Definition
Runner is the set of channels through which molten plastic flows from the sprue to each cavity gate. In multi-cavity molds its design determines fill balance and the amount of scrap generated per cycle.
Runner types
- Cold runner: in-mold cold channel that fills every cycle and is separated from the part as scrap. Simple and inexpensive, ideal for thermally sensitive resins.
- Hot runner: heated channel that keeps plastic fluid, no scrap but higher tooling cost.

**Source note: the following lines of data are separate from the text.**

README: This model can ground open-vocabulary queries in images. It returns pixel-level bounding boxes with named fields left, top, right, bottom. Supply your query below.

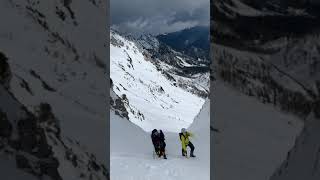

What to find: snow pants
left=182, top=141, right=195, bottom=156
left=153, top=141, right=166, bottom=155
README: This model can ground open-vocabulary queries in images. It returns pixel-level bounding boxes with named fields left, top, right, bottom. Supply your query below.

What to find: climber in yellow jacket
left=179, top=128, right=196, bottom=157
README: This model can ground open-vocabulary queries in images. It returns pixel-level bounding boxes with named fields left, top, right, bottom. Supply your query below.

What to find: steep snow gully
left=110, top=100, right=210, bottom=180
left=212, top=81, right=303, bottom=180
left=110, top=30, right=210, bottom=180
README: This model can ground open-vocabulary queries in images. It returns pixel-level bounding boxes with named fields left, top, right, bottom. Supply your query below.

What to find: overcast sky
left=111, top=0, right=209, bottom=35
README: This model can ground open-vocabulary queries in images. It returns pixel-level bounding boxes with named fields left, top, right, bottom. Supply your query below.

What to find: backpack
left=159, top=130, right=165, bottom=140
left=151, top=129, right=158, bottom=141
left=179, top=133, right=185, bottom=141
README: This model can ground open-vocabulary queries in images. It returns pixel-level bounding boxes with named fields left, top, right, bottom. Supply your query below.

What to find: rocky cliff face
left=0, top=54, right=108, bottom=179
left=0, top=0, right=108, bottom=179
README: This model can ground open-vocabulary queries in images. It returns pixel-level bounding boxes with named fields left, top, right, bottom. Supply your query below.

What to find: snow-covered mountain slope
left=213, top=34, right=319, bottom=120
left=212, top=23, right=320, bottom=180
left=188, top=99, right=210, bottom=168
left=0, top=1, right=108, bottom=179
left=270, top=112, right=320, bottom=180
left=110, top=94, right=210, bottom=180
left=136, top=32, right=210, bottom=97
left=212, top=80, right=303, bottom=180
left=268, top=34, right=320, bottom=94
left=110, top=31, right=206, bottom=132
left=0, top=54, right=107, bottom=180
left=212, top=1, right=320, bottom=179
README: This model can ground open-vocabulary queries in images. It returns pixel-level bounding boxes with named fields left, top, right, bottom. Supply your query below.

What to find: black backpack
left=159, top=130, right=165, bottom=140
left=151, top=129, right=157, bottom=141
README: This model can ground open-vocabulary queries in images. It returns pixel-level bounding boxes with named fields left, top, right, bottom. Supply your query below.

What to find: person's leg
left=152, top=139, right=157, bottom=152
left=159, top=142, right=164, bottom=157
left=154, top=141, right=160, bottom=156
left=162, top=142, right=167, bottom=159
left=157, top=141, right=164, bottom=157
left=160, top=147, right=166, bottom=159
left=157, top=147, right=161, bottom=157
left=153, top=144, right=158, bottom=154
left=188, top=142, right=195, bottom=157
left=159, top=142, right=163, bottom=157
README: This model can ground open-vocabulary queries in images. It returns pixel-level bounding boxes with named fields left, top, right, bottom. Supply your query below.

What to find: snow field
left=111, top=32, right=205, bottom=132
left=212, top=81, right=303, bottom=180
left=110, top=99, right=210, bottom=180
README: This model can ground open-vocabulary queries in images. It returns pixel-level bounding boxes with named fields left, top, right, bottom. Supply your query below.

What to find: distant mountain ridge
left=212, top=0, right=320, bottom=51
left=157, top=26, right=210, bottom=65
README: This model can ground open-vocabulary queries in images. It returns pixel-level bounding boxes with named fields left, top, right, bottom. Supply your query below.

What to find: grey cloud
left=111, top=0, right=209, bottom=35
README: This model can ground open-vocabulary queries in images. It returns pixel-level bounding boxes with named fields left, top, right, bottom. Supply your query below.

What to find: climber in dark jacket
left=151, top=129, right=167, bottom=159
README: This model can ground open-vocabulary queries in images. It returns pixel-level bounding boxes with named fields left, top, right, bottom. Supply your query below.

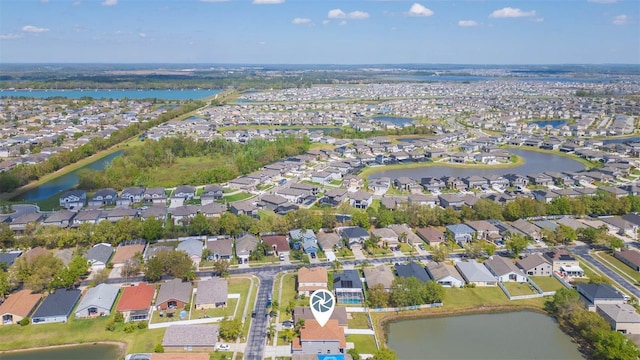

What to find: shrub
left=154, top=344, right=164, bottom=353
left=113, top=311, right=124, bottom=323
left=137, top=321, right=148, bottom=329
left=19, top=317, right=30, bottom=326
left=123, top=323, right=136, bottom=333
left=105, top=320, right=116, bottom=331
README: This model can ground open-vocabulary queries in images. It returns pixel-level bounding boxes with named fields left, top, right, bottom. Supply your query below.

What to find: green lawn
left=151, top=307, right=190, bottom=324
left=530, top=276, right=565, bottom=292
left=398, top=243, right=415, bottom=255
left=0, top=316, right=164, bottom=353
left=239, top=276, right=258, bottom=339
left=503, top=282, right=538, bottom=297
left=192, top=298, right=238, bottom=319
left=336, top=248, right=355, bottom=259
left=444, top=287, right=545, bottom=310
left=347, top=313, right=371, bottom=329
left=594, top=252, right=640, bottom=285
left=222, top=192, right=253, bottom=203
left=210, top=351, right=234, bottom=360
left=346, top=334, right=378, bottom=354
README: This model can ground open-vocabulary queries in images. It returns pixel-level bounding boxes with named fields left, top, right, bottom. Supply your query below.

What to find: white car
left=216, top=344, right=231, bottom=351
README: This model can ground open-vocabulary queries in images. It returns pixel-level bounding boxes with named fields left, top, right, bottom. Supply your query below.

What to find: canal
left=386, top=311, right=583, bottom=360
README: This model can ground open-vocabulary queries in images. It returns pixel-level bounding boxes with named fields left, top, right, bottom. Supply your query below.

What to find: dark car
left=251, top=311, right=256, bottom=318
left=310, top=253, right=316, bottom=259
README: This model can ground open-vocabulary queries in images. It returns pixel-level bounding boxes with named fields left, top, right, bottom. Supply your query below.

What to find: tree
left=91, top=268, right=110, bottom=286
left=607, top=236, right=625, bottom=251
left=219, top=317, right=243, bottom=341
left=464, top=242, right=483, bottom=259
left=424, top=280, right=445, bottom=304
left=367, top=283, right=390, bottom=308
left=594, top=330, right=640, bottom=360
left=431, top=244, right=449, bottom=262
left=142, top=218, right=164, bottom=241
left=12, top=253, right=64, bottom=293
left=351, top=210, right=370, bottom=229
left=372, top=348, right=399, bottom=360
left=188, top=213, right=211, bottom=235
left=212, top=259, right=230, bottom=277
left=482, top=242, right=497, bottom=256
left=505, top=233, right=530, bottom=258
left=569, top=308, right=610, bottom=342
left=0, top=271, right=10, bottom=298
left=546, top=288, right=583, bottom=322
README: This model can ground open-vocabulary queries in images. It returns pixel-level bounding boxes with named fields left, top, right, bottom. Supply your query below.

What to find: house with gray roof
left=576, top=283, right=627, bottom=311
left=143, top=187, right=167, bottom=205
left=195, top=278, right=228, bottom=309
left=338, top=226, right=369, bottom=249
left=43, top=209, right=76, bottom=228
left=32, top=289, right=81, bottom=324
left=201, top=184, right=224, bottom=204
left=455, top=261, right=497, bottom=286
left=293, top=306, right=348, bottom=328
left=235, top=233, right=259, bottom=264
left=516, top=253, right=552, bottom=276
left=88, top=188, right=118, bottom=207
left=597, top=303, right=640, bottom=334
left=177, top=238, right=203, bottom=264
left=395, top=261, right=430, bottom=283
left=206, top=237, right=234, bottom=261
left=117, top=187, right=145, bottom=207
left=333, top=270, right=364, bottom=305
left=59, top=189, right=86, bottom=210
left=614, top=248, right=640, bottom=272
left=72, top=209, right=102, bottom=227
left=140, top=206, right=167, bottom=221
left=174, top=185, right=196, bottom=200
left=363, top=264, right=395, bottom=291
left=85, top=243, right=114, bottom=271
left=317, top=232, right=341, bottom=250
left=162, top=324, right=220, bottom=351
left=9, top=213, right=44, bottom=231
left=387, top=224, right=421, bottom=245
left=426, top=262, right=465, bottom=287
left=75, top=284, right=120, bottom=318
left=199, top=203, right=226, bottom=218
left=156, top=278, right=192, bottom=311
left=484, top=256, right=527, bottom=283
left=370, top=228, right=399, bottom=248
left=445, top=224, right=475, bottom=246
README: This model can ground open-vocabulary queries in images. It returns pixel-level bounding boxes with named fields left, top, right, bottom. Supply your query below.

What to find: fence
left=370, top=303, right=443, bottom=313
left=552, top=271, right=573, bottom=289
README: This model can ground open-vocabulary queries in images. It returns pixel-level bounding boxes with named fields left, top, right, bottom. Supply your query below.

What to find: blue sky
left=0, top=0, right=638, bottom=64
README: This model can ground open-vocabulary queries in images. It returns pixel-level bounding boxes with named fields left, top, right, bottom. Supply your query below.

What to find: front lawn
left=503, top=282, right=538, bottom=297
left=530, top=276, right=565, bottom=292
left=398, top=243, right=415, bottom=255
left=346, top=334, right=378, bottom=354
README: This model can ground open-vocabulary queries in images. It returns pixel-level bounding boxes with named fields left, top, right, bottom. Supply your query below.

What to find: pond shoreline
left=0, top=341, right=127, bottom=356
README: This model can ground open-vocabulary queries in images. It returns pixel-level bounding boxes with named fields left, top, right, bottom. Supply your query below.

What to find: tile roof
left=298, top=267, right=328, bottom=284
left=116, top=282, right=155, bottom=312
left=299, top=319, right=346, bottom=348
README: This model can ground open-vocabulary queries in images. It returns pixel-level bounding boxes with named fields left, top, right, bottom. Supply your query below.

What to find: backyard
left=503, top=282, right=538, bottom=297
left=530, top=276, right=566, bottom=292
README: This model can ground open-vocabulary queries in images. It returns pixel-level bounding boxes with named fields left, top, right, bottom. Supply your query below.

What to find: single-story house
left=544, top=250, right=580, bottom=273
left=161, top=324, right=220, bottom=352
left=416, top=227, right=445, bottom=247
left=32, top=289, right=82, bottom=324
left=235, top=233, right=259, bottom=264
left=115, top=282, right=155, bottom=322
left=370, top=228, right=399, bottom=248
left=293, top=306, right=348, bottom=328
left=456, top=261, right=497, bottom=287
left=363, top=264, right=395, bottom=291
left=297, top=267, right=328, bottom=297
left=206, top=238, right=234, bottom=261
left=445, top=224, right=475, bottom=246
left=614, top=248, right=640, bottom=272
left=156, top=279, right=193, bottom=311
left=261, top=234, right=290, bottom=256
left=111, top=241, right=147, bottom=265
left=176, top=238, right=203, bottom=264
left=195, top=278, right=228, bottom=309
left=395, top=261, right=430, bottom=283
left=597, top=303, right=640, bottom=334
left=516, top=253, right=553, bottom=277
left=425, top=262, right=465, bottom=288
left=75, top=284, right=120, bottom=318
left=576, top=283, right=627, bottom=311
left=484, top=256, right=528, bottom=283
left=317, top=232, right=342, bottom=250
left=0, top=290, right=41, bottom=325
left=85, top=243, right=114, bottom=271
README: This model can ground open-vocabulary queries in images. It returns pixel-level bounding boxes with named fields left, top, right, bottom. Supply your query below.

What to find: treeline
left=547, top=288, right=640, bottom=360
left=0, top=101, right=204, bottom=193
left=77, top=135, right=310, bottom=189
left=367, top=277, right=444, bottom=308
left=329, top=125, right=435, bottom=139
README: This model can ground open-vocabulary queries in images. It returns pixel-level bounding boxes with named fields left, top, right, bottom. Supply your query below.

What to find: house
left=0, top=290, right=41, bottom=325
left=156, top=278, right=192, bottom=311
left=235, top=233, right=259, bottom=264
left=162, top=324, right=219, bottom=352
left=230, top=201, right=259, bottom=218
left=465, top=220, right=501, bottom=241
left=576, top=283, right=626, bottom=311
left=169, top=205, right=198, bottom=226
left=261, top=234, right=290, bottom=256
left=200, top=184, right=224, bottom=204
left=0, top=251, right=22, bottom=267
left=395, top=261, right=430, bottom=283
left=59, top=189, right=86, bottom=210
left=206, top=238, right=234, bottom=261
left=103, top=208, right=139, bottom=223
left=261, top=195, right=290, bottom=211
left=176, top=238, right=203, bottom=264
left=75, top=284, right=120, bottom=318
left=425, top=262, right=465, bottom=287
left=115, top=282, right=155, bottom=322
left=88, top=188, right=118, bottom=207
left=614, top=248, right=640, bottom=272
left=321, top=188, right=348, bottom=206
left=291, top=319, right=346, bottom=355
left=446, top=224, right=475, bottom=246
left=338, top=226, right=369, bottom=249
left=348, top=190, right=373, bottom=209
left=298, top=267, right=328, bottom=296
left=333, top=270, right=364, bottom=305
left=516, top=253, right=553, bottom=276
left=484, top=256, right=528, bottom=283
left=600, top=217, right=638, bottom=239
left=72, top=209, right=102, bottom=227
left=32, top=289, right=81, bottom=324
left=140, top=206, right=167, bottom=221
left=370, top=228, right=399, bottom=248
left=199, top=203, right=226, bottom=218
left=42, top=209, right=76, bottom=228
left=363, top=264, right=395, bottom=291
left=438, top=194, right=466, bottom=210
left=117, top=187, right=145, bottom=206
left=416, top=227, right=445, bottom=247
left=195, top=278, right=228, bottom=309
left=387, top=224, right=421, bottom=245
left=597, top=303, right=640, bottom=334
left=85, top=243, right=114, bottom=271
left=293, top=306, right=348, bottom=328
left=511, top=219, right=541, bottom=242
left=455, top=261, right=497, bottom=286
left=174, top=185, right=196, bottom=200
left=9, top=213, right=44, bottom=231
left=143, top=187, right=167, bottom=205
left=317, top=232, right=341, bottom=250
left=111, top=240, right=146, bottom=265
left=543, top=250, right=580, bottom=273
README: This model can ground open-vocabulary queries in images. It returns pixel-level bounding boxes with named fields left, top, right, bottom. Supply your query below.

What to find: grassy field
left=347, top=313, right=371, bottom=329
left=240, top=276, right=258, bottom=339
left=530, top=276, right=566, bottom=292
left=593, top=251, right=640, bottom=285
left=444, top=287, right=545, bottom=310
left=0, top=316, right=164, bottom=353
left=197, top=298, right=239, bottom=319
left=346, top=334, right=378, bottom=354
left=222, top=192, right=254, bottom=203
left=503, top=282, right=538, bottom=297
left=280, top=273, right=307, bottom=308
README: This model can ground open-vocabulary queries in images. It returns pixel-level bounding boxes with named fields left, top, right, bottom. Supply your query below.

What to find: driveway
left=351, top=247, right=367, bottom=260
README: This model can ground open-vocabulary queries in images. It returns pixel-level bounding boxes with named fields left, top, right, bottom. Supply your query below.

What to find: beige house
left=297, top=267, right=328, bottom=297
left=597, top=303, right=640, bottom=334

See the hot-runner entry.
- Insulated runner: rare hybrid, no external heating, frozen outer skin acts as insulation.
Cross sections
- Trapezoidal: the most common cold-runner section, easy to machine.
- Full round: requires both halves of the mold, best area-to-perimeter ratio.
- Half round: only one side, less efficient than full round.
- Modified parabolic: compromise between flow area and machinability.
Balanced design
- Natural balance: equal flow lengths from sprue to each cavity (H, X, star layouts).
- Artificial balance: diameters adjusted to compensate unequal lengths.
- Typical diameters: 4 – 10 mm in cold runner, 8 – 20 mm in hot-runner manifold.
Common issues
Cavity imbalance (some with flash, some short), excessive scrap from oversized channels, premature freeze in undersized channels, and degradation of heat-sensitive resins on long runners.